Stern mit Rekordgeschwindigkeit entdeckt
von Stefan
Deiters
astronews.com
14. November 2005
Deutsche Astronomen haben einen Stern mit einer außergewöhnlich hohen
Geschwindigkeit aufgespürt: Das Gestirn jagt mit 2,6 Millionen
Kilometern pro Stunde durch den Halo unserer Galaxie. Ein Grund für die hohe Geschwindigkeit könnte
nach Ansicht der Forscher ein supermassereiches Schwarzes Loch sein, das sich in
einer Satellitengalaxie der Milchstraße verbirgt.
Die Herkunft des Sterns HE0437-5439 (hier eine künstlerische
Darstellung) ist den Astronomen immer noch unklar.
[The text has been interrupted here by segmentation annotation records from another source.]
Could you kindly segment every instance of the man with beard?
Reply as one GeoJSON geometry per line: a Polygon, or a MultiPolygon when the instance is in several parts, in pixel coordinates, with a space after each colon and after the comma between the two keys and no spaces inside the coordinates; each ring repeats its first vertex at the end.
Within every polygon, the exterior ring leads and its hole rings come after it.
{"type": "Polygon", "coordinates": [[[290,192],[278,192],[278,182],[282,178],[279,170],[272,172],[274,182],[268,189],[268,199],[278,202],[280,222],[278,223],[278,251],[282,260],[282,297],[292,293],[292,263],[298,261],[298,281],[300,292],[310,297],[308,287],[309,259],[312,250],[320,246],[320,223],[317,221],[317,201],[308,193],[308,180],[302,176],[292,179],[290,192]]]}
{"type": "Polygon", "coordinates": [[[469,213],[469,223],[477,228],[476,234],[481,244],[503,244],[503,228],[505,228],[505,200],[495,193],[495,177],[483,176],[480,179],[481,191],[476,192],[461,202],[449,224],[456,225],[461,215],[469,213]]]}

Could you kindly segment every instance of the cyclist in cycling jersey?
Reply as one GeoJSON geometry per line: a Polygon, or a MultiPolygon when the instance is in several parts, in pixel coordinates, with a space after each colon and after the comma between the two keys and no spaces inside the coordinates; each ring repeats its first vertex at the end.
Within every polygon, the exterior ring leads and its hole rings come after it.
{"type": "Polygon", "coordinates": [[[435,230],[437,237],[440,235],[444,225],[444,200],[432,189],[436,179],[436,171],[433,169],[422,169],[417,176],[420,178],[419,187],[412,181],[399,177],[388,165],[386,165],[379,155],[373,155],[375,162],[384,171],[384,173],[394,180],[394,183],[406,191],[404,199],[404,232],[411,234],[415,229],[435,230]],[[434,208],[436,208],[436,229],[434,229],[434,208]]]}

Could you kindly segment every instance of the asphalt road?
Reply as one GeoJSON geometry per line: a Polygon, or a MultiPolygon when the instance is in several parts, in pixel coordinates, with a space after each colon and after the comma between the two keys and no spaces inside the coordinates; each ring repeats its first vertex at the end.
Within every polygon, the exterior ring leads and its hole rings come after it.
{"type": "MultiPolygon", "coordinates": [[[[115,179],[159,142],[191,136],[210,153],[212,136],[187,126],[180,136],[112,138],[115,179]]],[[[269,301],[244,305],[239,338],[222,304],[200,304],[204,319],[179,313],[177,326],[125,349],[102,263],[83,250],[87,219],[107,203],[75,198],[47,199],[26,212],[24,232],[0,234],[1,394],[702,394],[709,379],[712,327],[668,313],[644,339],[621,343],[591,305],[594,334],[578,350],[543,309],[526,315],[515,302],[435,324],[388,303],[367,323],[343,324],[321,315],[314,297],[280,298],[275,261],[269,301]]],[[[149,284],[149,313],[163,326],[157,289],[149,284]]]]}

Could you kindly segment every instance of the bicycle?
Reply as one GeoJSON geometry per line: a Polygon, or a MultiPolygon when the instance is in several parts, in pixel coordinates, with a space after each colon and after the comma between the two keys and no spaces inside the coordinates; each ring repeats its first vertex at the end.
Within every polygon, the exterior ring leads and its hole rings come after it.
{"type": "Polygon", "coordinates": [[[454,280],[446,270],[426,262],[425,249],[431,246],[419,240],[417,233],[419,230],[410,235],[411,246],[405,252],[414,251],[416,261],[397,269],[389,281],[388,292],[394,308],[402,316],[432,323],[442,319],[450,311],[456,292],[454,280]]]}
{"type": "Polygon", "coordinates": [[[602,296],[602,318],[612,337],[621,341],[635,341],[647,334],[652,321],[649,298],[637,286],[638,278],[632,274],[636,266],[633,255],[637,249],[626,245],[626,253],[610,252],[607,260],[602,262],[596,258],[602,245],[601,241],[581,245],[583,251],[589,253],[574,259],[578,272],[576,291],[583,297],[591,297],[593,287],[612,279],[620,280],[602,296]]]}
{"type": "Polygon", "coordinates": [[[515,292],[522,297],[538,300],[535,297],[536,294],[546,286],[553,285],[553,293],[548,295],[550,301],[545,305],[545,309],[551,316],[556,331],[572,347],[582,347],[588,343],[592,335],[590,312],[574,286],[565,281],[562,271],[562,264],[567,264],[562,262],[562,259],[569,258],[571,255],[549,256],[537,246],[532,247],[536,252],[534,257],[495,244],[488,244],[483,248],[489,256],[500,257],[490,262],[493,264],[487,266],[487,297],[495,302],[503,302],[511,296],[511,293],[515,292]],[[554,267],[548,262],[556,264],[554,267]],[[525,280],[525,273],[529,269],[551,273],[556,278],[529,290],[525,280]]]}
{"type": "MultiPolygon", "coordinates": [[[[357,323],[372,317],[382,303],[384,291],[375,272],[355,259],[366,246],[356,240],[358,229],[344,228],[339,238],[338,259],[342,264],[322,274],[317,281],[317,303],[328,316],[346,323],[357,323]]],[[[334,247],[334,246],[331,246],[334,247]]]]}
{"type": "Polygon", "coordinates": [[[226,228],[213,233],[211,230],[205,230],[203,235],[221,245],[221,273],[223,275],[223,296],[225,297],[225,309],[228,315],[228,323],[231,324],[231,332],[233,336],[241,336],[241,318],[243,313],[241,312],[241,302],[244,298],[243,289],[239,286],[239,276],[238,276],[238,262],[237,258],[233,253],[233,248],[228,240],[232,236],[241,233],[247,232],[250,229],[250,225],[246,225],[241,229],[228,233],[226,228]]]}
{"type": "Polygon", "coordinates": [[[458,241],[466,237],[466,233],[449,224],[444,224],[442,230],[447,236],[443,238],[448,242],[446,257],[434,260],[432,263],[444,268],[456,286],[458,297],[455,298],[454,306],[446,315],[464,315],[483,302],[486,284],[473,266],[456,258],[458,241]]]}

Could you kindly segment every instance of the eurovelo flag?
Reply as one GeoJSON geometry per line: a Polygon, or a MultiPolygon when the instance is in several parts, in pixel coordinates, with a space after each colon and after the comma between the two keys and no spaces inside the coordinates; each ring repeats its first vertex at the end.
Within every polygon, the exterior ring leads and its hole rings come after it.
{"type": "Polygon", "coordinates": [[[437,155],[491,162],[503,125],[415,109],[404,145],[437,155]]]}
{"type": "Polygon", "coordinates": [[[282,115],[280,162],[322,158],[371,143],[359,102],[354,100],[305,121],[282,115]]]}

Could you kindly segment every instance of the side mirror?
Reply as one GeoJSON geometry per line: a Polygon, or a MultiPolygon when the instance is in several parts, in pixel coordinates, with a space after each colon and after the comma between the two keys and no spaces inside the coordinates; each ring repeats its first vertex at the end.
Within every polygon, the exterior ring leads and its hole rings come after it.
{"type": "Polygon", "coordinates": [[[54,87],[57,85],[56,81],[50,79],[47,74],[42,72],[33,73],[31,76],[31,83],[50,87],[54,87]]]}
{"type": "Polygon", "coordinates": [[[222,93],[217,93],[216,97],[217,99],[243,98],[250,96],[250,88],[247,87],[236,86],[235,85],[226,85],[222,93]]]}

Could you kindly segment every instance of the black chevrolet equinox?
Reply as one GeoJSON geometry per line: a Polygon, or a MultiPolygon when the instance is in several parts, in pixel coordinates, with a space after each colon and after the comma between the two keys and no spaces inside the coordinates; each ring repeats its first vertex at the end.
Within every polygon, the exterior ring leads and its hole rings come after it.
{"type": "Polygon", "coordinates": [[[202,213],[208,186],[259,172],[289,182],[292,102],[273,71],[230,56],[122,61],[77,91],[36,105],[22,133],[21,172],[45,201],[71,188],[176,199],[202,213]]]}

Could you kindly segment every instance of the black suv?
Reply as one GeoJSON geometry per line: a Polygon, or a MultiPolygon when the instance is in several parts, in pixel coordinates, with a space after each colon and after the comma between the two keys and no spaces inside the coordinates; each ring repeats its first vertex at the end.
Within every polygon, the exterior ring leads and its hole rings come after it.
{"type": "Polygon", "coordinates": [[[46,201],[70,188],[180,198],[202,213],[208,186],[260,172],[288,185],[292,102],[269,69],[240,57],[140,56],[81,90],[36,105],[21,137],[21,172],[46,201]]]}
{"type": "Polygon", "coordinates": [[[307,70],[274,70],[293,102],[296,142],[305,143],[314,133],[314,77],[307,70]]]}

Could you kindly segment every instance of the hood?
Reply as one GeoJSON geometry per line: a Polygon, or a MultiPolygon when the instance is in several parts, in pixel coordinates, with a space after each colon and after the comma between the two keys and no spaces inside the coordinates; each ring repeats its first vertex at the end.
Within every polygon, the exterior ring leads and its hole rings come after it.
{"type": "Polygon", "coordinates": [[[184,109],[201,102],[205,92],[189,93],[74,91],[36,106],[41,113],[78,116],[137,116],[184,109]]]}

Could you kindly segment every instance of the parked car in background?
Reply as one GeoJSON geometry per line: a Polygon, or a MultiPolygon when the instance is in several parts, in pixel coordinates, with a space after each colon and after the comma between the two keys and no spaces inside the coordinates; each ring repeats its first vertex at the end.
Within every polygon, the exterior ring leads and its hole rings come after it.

Foto:
ESO |
Der Stern mit der ungewöhnlich hohen Geschwindigkeit von 2,6 Millionen
Kilometern pro Stunde wurde mit Hilfe des Very Large Telescope der ESO
entdeckt. "Mit dieser Geschwindigkeit würde er weniger als eine Minute für die
Umrundung der Erde brauchen", so Uli Heber von der Dr.-Remeis-Sternwarte in
Bamberg und dem Centre for Astrophysics Research der University of Herfordshire.
Der junge, massereiche und heiße Stern wurde im Rahmen des Hamburg/ESO Sky
Survey im Halo unserer Milchstraße in Richtung des Sternbilds Schwertfisch
entdeckt.
"Dies ist ein wirklich ungewöhnlicher Platz für einen solchen Stern", betont
Ralf Napiwotzki, der auch zum Entdeckerteam gehört. "Unsere Daten, die wir
mit dem UVES-Instrument am VLT gewonnen haben, deuten darauf hin, dass der Stern
relativ jung ist und eine ähnliche chemische Zusammensetzung wie unsere Sonne
hat." Durch diese Messungen konnten die Astronomen auch die extrem hohe
Geschwindigkeit ermitteln. Diese hilft zumindest zu erklären, wieso ein Stern mit einer
ähnlichen Zusammensetzung wie unsere Sonne im Halo unserer Galaxie zu finden
ist. Halosterne weisen normalerweise nämlich eine andere chemische
Zusammensetzung auf als die Sterne in der Scheibe unserer Milchstraße.
Aus diesem Grund und wegen seiner hohen Geschwindigkeit scheint also festzustehen, dass der Stern
nicht im Halo der Milchstraße entstanden, sondern gerade auf der
Durchreise ist. Doch woher stammt der Stern? "Als wir ausgerechnet haben, wie lange der Stern brauchen
würde, um vom Zentrum unserer Galaxie zu seiner jetzigen Position zu gelangen,
stellte sich heraus, dass dies drei Mal länger gedauert hätte, als der Stern alt
ist", beschreibt Heber das Dilemma der Wissenschaftler. "Entweder ist der Stern
also älter als er aussieht, oder aber er wurde woanders geboren und
beschleunigt."
HE0437-5439, so der offizielle Name des Sterns, befindet sich zur Zeit näher
an einer Satellitengalaxie der Milchstraße, der so genannten Großen
Magellanschen Wolke, die 160.000 Lichtjahre von uns entfernt ist. Von dort, so
die Ansicht der Forscher, könnte der Stern bequem und in einer Zeit, die
seinem Alter entspricht, an den jetzigen Ort katapultiert worden sein.
Doch dazu würde die Große Magellansche Wolke eines benötigen: ein
massereiches Schwarzes Loch. Eine solche gewaltige Schwerkraftfalle, die sich
beispielsweise auch im Zentrum unserer Milchstraße befindet, kann nämlich, wie
Computersimulationen zeigen, Sterne aus ihrer Umgebung herauskatapultieren:
Nähert sich ein Doppelstern einem solch massereichen Schwarzen Loch, so kann
einer der beiden Sterne in das Schwarze Loch hineinfallen, während der andere
weggeschleudert wird. Würde der Stern tatsächlich aus der Magellanschen Wolke
kommen, wäre dies ein indirekter Hinweis auf ein massereiches Schwarzes Loch in
unserer Satellitengalaxie, das bislang noch nicht entdeckt wurde.
Allerdings gibt es auch eine zweite Theorie: Der Stern könnte tatsächlich aus
dem Zentrum unserer Milchstraße stammen, allerdings älter sein als es den
Anschein hat: Dazu müsste es sich bei dem Stern um das Produkt einer
Verschmelzung von zwei masseärmeren Sternen handeln. Um diese "Verjüngung"
möglich zu machen, würde das Szenario allerdings erhebliches "Feintuning"
benötigen. Die Forscher planen neue Beobachtungen, um die Herkunft dieses
ungewöhnlich schnellen Sterns zweifelsfrei klären zu können.